やはり、触れては欲しくなかった部分だったのだろう。
リュウくんが言うのだから、間違いは無いのかも知れない。
でも、やっぱり、真実が知りたい。
決して彼を疑っているわけではないけれど、あたしは、それが彼の優しさのような気がしてならなかったのだ。

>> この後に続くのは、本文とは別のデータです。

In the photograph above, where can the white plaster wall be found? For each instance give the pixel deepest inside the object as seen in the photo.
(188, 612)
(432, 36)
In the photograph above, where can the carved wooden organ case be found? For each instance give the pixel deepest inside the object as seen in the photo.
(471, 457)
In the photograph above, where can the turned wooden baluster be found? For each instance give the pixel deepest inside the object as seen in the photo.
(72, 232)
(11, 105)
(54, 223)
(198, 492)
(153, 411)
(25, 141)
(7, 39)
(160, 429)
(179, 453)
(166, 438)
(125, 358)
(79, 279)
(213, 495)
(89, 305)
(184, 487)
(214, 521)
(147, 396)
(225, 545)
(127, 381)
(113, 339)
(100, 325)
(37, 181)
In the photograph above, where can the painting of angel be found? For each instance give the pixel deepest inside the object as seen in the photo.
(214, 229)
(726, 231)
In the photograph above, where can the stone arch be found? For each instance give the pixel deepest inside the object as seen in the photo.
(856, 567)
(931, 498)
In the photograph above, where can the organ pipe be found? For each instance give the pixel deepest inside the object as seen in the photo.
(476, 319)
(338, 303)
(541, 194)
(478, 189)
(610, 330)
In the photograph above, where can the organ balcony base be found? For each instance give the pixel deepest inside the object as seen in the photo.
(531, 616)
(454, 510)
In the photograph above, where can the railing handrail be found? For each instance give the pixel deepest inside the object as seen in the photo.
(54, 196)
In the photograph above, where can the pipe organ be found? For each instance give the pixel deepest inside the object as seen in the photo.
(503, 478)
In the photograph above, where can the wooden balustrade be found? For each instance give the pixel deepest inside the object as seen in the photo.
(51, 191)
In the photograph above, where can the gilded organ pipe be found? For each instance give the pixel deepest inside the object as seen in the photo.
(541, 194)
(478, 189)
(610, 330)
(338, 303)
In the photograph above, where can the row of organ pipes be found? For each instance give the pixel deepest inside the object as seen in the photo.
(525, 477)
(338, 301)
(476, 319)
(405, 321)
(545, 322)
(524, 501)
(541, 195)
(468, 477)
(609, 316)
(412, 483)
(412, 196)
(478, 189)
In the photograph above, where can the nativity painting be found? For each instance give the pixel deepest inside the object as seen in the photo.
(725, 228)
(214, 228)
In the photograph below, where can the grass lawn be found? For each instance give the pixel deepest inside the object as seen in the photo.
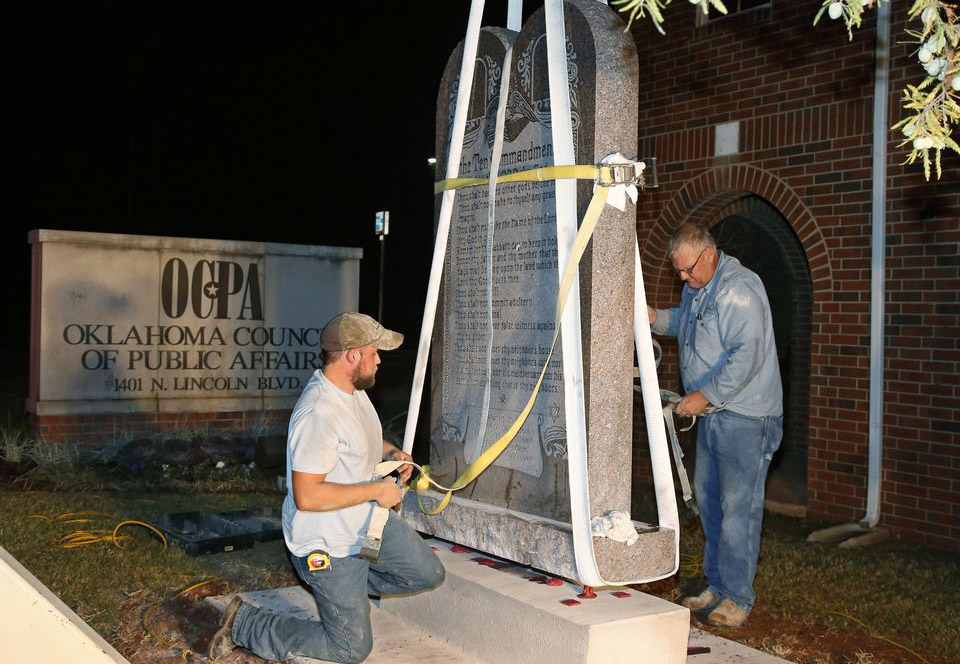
(817, 604)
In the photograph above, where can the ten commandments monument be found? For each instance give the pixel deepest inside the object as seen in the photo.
(496, 308)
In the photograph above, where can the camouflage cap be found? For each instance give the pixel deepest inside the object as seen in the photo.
(353, 330)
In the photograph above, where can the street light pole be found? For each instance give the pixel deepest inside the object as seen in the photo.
(382, 228)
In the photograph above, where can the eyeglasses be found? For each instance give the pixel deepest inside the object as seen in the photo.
(689, 270)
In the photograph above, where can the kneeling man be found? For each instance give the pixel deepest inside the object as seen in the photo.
(333, 444)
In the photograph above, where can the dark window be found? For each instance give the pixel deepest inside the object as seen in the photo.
(733, 7)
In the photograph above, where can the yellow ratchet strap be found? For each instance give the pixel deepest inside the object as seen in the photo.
(603, 174)
(584, 234)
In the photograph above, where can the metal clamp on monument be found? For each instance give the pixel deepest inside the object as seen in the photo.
(513, 276)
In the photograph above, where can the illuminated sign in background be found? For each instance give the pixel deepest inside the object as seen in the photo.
(127, 323)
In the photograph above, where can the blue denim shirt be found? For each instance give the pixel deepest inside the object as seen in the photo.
(725, 335)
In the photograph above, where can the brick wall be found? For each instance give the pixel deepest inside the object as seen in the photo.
(803, 97)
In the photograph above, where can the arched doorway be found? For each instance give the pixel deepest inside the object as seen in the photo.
(759, 236)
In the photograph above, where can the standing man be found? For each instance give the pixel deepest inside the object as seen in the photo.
(334, 441)
(728, 360)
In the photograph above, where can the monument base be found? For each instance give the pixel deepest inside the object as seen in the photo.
(500, 612)
(543, 543)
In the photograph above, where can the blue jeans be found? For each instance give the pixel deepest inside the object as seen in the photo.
(733, 455)
(407, 565)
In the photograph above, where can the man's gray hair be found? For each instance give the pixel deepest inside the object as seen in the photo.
(693, 235)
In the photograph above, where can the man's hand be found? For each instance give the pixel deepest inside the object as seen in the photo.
(692, 405)
(388, 492)
(393, 453)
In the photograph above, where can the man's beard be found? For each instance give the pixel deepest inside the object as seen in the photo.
(363, 382)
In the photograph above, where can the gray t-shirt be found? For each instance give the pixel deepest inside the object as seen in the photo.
(337, 434)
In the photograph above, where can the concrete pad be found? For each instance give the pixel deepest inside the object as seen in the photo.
(490, 611)
(494, 610)
(396, 641)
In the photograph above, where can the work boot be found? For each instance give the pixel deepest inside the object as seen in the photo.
(704, 600)
(222, 640)
(726, 614)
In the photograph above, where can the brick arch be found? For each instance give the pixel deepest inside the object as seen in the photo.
(711, 194)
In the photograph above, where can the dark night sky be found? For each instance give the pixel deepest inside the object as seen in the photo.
(282, 122)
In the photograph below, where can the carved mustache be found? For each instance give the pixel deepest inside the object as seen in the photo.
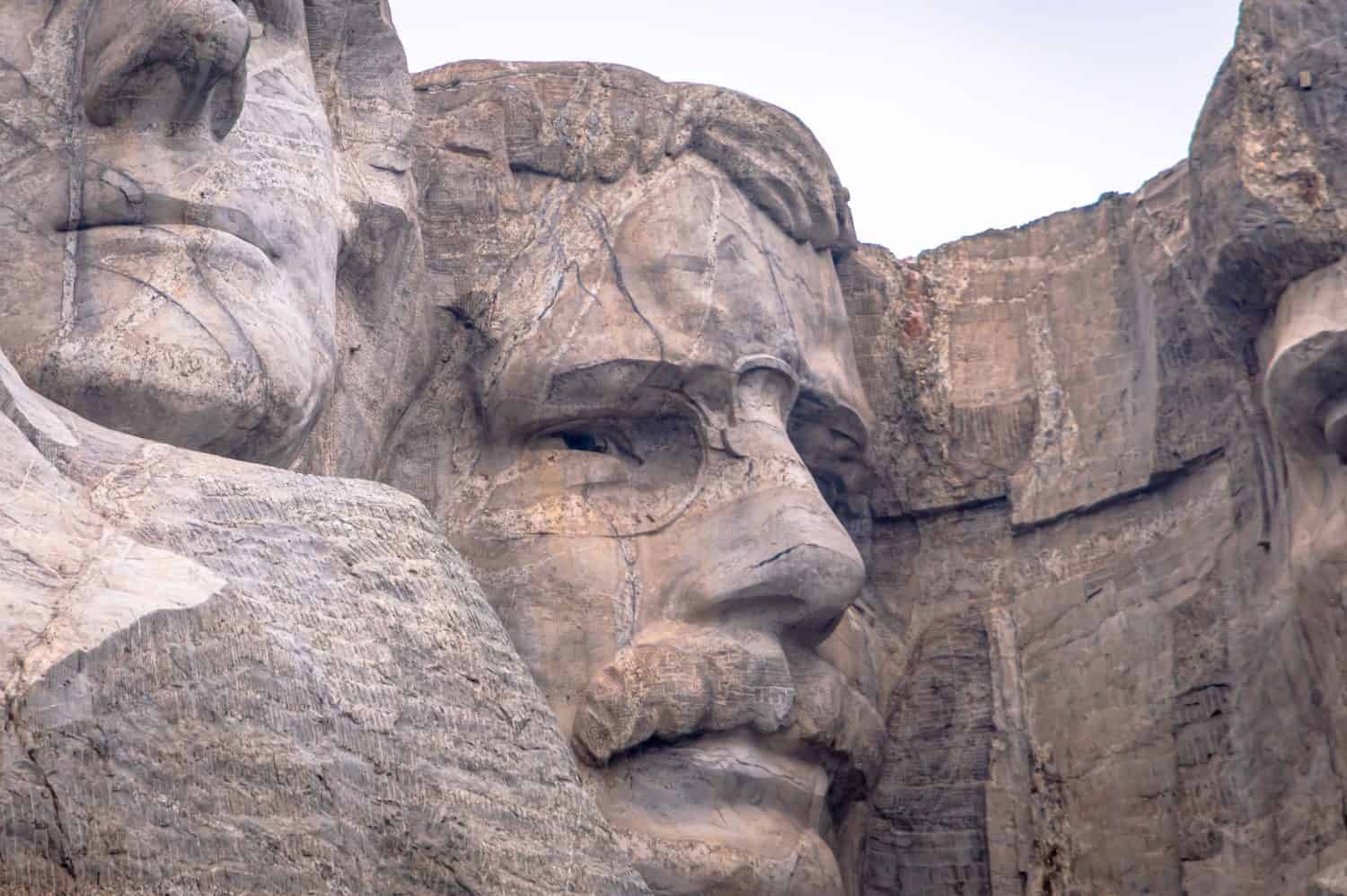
(691, 681)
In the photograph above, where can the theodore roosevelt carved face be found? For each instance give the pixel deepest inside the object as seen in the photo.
(670, 401)
(170, 232)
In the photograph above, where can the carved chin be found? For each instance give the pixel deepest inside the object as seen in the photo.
(189, 341)
(706, 866)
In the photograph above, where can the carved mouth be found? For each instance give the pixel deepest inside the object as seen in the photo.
(687, 686)
(134, 207)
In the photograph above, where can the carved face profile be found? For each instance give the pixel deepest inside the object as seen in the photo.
(668, 392)
(1306, 395)
(169, 250)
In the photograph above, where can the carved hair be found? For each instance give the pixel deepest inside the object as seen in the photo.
(584, 121)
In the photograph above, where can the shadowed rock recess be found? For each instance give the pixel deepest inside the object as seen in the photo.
(516, 479)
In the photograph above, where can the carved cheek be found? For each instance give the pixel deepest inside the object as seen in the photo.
(568, 604)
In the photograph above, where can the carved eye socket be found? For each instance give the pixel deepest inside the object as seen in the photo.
(1335, 426)
(577, 441)
(590, 441)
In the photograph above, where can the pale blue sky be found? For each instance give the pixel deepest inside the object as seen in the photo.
(943, 119)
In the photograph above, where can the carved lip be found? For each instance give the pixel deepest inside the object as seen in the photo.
(808, 715)
(154, 209)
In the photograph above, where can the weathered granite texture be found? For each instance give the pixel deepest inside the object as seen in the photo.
(1107, 535)
(647, 417)
(598, 325)
(226, 678)
(221, 677)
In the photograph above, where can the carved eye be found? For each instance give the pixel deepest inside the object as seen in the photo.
(590, 442)
(581, 441)
(1335, 426)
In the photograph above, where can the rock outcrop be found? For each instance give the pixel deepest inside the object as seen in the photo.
(223, 678)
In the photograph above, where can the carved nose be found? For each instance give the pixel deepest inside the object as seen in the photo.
(781, 564)
(177, 66)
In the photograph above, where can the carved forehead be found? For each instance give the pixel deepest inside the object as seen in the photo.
(675, 268)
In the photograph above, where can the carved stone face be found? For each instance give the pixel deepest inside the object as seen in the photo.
(1306, 395)
(675, 376)
(167, 259)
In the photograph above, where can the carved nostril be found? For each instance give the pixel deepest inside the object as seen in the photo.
(178, 67)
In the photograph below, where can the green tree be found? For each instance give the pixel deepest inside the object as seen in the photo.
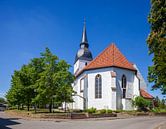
(141, 103)
(42, 80)
(157, 44)
(2, 100)
(15, 95)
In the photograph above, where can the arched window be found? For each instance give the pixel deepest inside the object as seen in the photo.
(124, 86)
(98, 86)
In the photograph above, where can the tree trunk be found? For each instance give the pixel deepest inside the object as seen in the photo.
(28, 105)
(50, 107)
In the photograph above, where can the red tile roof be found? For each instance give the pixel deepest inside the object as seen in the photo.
(111, 56)
(145, 94)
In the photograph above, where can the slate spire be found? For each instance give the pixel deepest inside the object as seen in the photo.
(84, 41)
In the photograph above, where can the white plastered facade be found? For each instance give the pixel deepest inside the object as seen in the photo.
(84, 86)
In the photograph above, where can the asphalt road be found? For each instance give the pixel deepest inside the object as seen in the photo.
(8, 122)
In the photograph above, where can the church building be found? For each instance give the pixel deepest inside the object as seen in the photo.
(108, 81)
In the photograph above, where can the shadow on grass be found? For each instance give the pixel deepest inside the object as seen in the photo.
(4, 122)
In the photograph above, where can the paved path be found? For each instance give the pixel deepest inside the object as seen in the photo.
(7, 122)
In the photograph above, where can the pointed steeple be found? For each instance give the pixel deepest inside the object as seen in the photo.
(84, 41)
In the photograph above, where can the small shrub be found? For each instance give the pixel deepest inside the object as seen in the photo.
(109, 111)
(103, 111)
(91, 110)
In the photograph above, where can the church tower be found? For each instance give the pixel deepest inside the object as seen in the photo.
(83, 56)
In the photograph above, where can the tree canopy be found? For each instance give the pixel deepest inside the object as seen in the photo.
(157, 44)
(41, 81)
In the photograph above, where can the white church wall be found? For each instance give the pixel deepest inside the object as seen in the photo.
(106, 100)
(124, 104)
(136, 87)
(109, 100)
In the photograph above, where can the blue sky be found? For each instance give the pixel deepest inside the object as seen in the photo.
(28, 26)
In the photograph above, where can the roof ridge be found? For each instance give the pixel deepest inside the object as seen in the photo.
(99, 54)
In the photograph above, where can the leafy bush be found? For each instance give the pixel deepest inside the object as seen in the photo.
(109, 111)
(158, 110)
(91, 110)
(141, 103)
(102, 111)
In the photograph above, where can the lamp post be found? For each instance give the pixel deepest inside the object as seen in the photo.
(84, 99)
(35, 100)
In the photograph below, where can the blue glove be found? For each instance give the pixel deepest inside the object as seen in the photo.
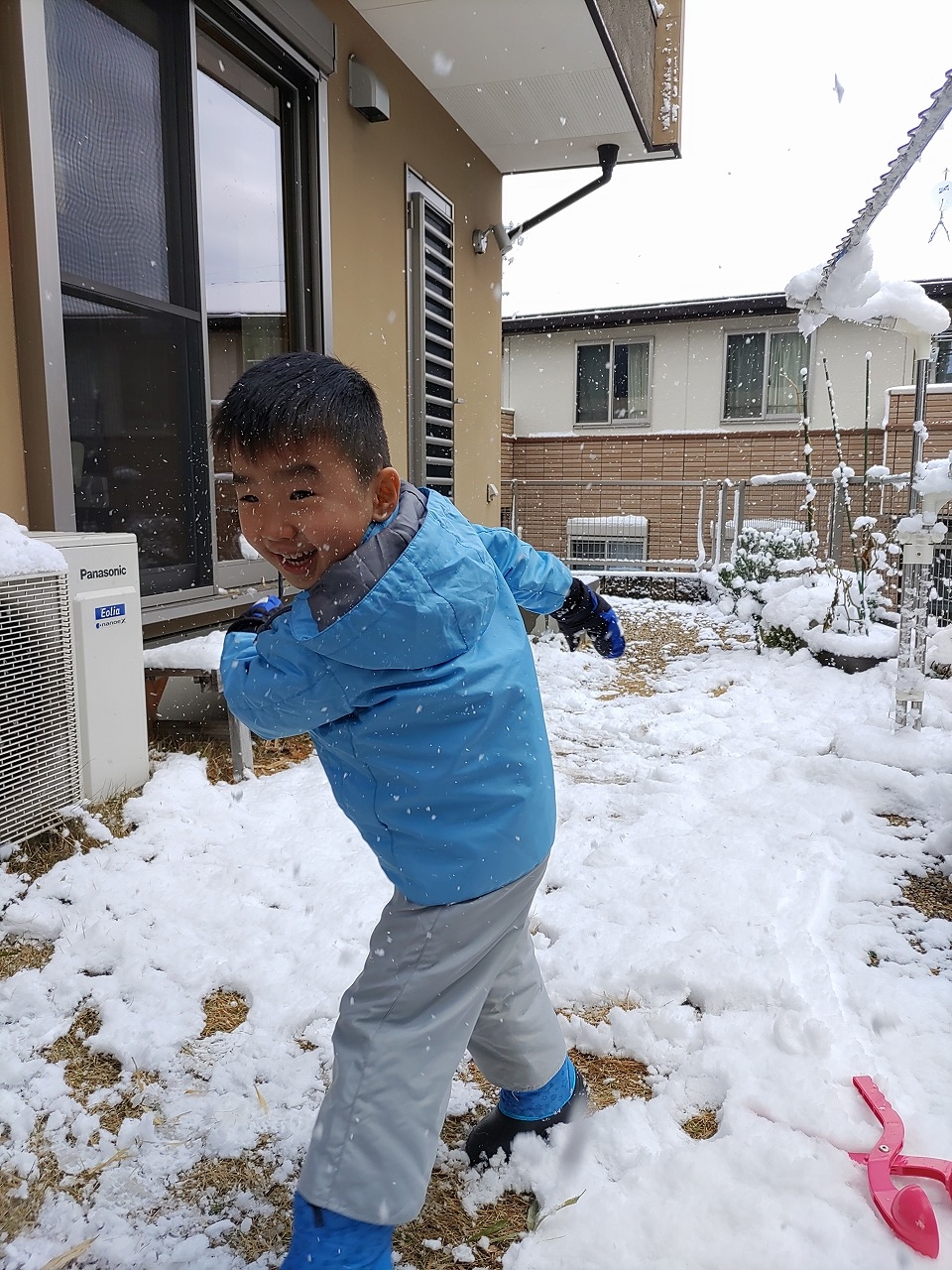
(585, 611)
(257, 616)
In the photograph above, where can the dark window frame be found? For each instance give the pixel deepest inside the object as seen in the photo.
(763, 416)
(303, 167)
(611, 420)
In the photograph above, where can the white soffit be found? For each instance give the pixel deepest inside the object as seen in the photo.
(529, 80)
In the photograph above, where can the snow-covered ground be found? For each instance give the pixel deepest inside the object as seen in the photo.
(724, 864)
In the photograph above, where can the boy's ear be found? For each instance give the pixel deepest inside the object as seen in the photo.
(386, 493)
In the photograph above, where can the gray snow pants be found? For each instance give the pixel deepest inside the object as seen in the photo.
(435, 980)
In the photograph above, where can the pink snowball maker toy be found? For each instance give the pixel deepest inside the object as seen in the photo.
(906, 1210)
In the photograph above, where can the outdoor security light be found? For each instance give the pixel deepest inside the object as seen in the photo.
(507, 235)
(367, 93)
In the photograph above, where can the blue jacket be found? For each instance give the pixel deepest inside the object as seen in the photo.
(409, 666)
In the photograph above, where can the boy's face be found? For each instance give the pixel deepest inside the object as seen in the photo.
(303, 508)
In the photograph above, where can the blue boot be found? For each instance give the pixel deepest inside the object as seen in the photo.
(326, 1241)
(560, 1100)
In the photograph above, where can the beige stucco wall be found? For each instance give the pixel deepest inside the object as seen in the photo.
(687, 375)
(13, 480)
(368, 252)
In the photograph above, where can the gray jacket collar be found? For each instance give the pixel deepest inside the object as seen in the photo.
(344, 584)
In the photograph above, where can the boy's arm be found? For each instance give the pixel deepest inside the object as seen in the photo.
(537, 579)
(540, 583)
(275, 685)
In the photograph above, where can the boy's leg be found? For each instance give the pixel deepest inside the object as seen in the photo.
(517, 1042)
(515, 1047)
(403, 1029)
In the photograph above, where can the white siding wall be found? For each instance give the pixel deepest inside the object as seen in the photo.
(687, 377)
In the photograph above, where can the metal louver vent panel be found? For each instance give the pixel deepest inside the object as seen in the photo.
(39, 734)
(431, 347)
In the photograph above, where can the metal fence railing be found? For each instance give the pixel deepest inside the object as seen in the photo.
(687, 526)
(644, 526)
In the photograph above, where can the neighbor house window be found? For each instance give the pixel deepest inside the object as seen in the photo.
(943, 359)
(762, 373)
(612, 382)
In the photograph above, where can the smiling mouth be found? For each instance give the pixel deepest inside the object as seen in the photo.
(299, 562)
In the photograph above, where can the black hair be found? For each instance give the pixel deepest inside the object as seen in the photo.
(296, 398)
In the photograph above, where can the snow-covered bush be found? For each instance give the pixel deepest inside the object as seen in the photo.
(763, 554)
(834, 610)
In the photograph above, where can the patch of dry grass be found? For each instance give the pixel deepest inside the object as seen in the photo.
(21, 1201)
(36, 856)
(929, 894)
(702, 1124)
(270, 756)
(85, 1072)
(22, 953)
(223, 1011)
(216, 1189)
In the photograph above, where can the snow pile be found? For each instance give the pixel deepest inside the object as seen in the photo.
(855, 293)
(814, 610)
(933, 483)
(202, 653)
(22, 556)
(726, 884)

あんな形相のリュウくんを、自分にそれを向けられた事が、あたしは初めてだった。
少し怖かった。
でも、それよりも、彼が辛そうな表情を一瞬だけ見せたのを、あたしは見逃さなかった。
なんだかわからないけれど、気づいたら、あたしは涙ぐんでいた。
空を見上げてみた。
悲し気なくらいにきれいな夕焼けが、そこには広がっていた。
帰ってから、携帯をそっと開いてみた。
メッセージは来ていたが、あたしは開けなかった。
明日にしよう。
この気持ちに整理がつくまで、このままにしておこう。
あたしはそう決め、その日は、携帯を開く事をしなかった。
その替わり、問題を開いた。
そこには、赤い字でびっしりと書かれた添削内容がずらっとあった。
細かいところまで、すごくよく見てくれている。
図も時々あったりして、見ていてとても分かりやすかった。
それを見ていても、涙がなぜか、出てきてしまった。
あたしは、彼の心を、踏みにじってしまったのだろうか。
あたしは、彼の優しさを、受け入れる事はできなかったのだろうか。
今思うと、後悔ばかりが押し寄せてくる。
でも、彼を支えるには、真実を知らなければ。
そんな、つまらない考えに支配されていただけなのだろうか。
何が正しくて、何が真実で、何が優しさで、何ができるのか。
あたしには、わからなくなってき始めていた。
涙で滲んで霞んで見える問題用紙を、あたしは、何度も何度も見返した。
それが、あたしが、今日直面した、現実だった。